We sought to determine which method of the pedicle screw (PS) placement is most accurate and understand how the development of subsequent generations of robotic systems has changed placement accuracy over time.

Summary of Background Data. 

Previous studies have demonstrated the success of robotic PS placement, but how this accuracy compares to other methods is unclear.


A systematic review following PRISMA Guidelines was performed on articles published between January 2000 and August 2021, comparing PS insertion methods with at least 10 screws per study arm. Single and multiple-arm trials were included. Data were extracted for patient outcomes, including optimal PS placement, misplacement, and accuracy. The logit-event rate of misplacement was calculated for each study. P values were adjusted for multiple comparisons using the Tukey post hoc correction.

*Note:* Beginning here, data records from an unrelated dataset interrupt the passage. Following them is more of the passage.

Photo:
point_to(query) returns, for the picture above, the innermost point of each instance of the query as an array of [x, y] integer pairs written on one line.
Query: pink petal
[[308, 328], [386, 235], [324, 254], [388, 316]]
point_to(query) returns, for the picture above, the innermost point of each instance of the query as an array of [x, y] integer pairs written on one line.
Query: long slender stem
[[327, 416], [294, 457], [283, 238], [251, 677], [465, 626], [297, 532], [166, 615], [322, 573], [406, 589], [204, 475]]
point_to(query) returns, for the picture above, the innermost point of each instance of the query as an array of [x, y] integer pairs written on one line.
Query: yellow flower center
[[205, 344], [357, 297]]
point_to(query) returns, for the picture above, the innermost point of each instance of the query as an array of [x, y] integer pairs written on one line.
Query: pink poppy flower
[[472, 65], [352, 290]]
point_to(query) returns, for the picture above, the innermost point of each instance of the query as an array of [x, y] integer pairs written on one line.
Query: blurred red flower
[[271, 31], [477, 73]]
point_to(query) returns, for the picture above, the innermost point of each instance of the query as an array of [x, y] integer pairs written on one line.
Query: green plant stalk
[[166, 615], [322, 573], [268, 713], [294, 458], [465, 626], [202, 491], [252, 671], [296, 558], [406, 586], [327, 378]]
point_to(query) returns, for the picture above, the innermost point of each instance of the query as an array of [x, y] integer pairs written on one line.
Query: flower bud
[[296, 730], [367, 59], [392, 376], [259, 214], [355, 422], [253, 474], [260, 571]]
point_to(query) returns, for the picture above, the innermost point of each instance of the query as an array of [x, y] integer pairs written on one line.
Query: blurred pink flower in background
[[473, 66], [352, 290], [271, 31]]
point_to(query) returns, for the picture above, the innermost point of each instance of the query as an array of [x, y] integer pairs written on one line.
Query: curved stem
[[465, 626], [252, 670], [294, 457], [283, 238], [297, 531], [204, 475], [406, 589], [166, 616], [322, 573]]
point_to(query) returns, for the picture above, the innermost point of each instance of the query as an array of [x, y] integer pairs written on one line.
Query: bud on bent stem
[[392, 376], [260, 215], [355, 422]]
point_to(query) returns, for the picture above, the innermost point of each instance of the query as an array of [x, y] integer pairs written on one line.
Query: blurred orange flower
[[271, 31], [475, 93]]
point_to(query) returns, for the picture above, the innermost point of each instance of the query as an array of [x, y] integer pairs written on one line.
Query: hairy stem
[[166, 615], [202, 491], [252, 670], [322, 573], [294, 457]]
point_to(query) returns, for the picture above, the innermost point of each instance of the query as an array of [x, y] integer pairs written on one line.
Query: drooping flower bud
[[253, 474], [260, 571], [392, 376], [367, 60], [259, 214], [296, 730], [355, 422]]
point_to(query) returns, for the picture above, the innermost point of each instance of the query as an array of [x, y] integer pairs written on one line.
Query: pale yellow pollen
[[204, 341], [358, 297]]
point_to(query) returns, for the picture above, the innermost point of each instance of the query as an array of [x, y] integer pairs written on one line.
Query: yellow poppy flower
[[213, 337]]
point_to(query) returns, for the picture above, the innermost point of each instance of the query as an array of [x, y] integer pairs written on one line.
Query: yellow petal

Our search revealed 127 studies, and 156 comparative arms, with 77,360 pedicle screws placed using five different modalities. Meta-regression of pooled accuracy revealed no significant changes in PS accuracy over time for freehand, 2D fluoroscopic navigation, 3D fluoroscopic navigation, and computed tomography navigation. Robotic navigation had a significant increase in accuracy over time (P=0.036). Pooled misplacement rates were also compared across all modalities. Robotics was found to have the lowest rates of misplacement for PS compared to freehand (P=0.0015) and 2D fluoroscopic navigation (P=0.026).


Our analysis is the largest study to date on pedicle screw placement. Pedicle screw placement through robotics was found to be superior due to its low misplacement rates compared with other modalities. Intraoperative 3D fluoroscopic navigation was found to have comparable misplacement rates. In addition, pedicle screw placement accuracy with robotics has continued to improve over time. This speaks to both the stability of the technology and the potential for continued improvement with new and more accurate robotic systems.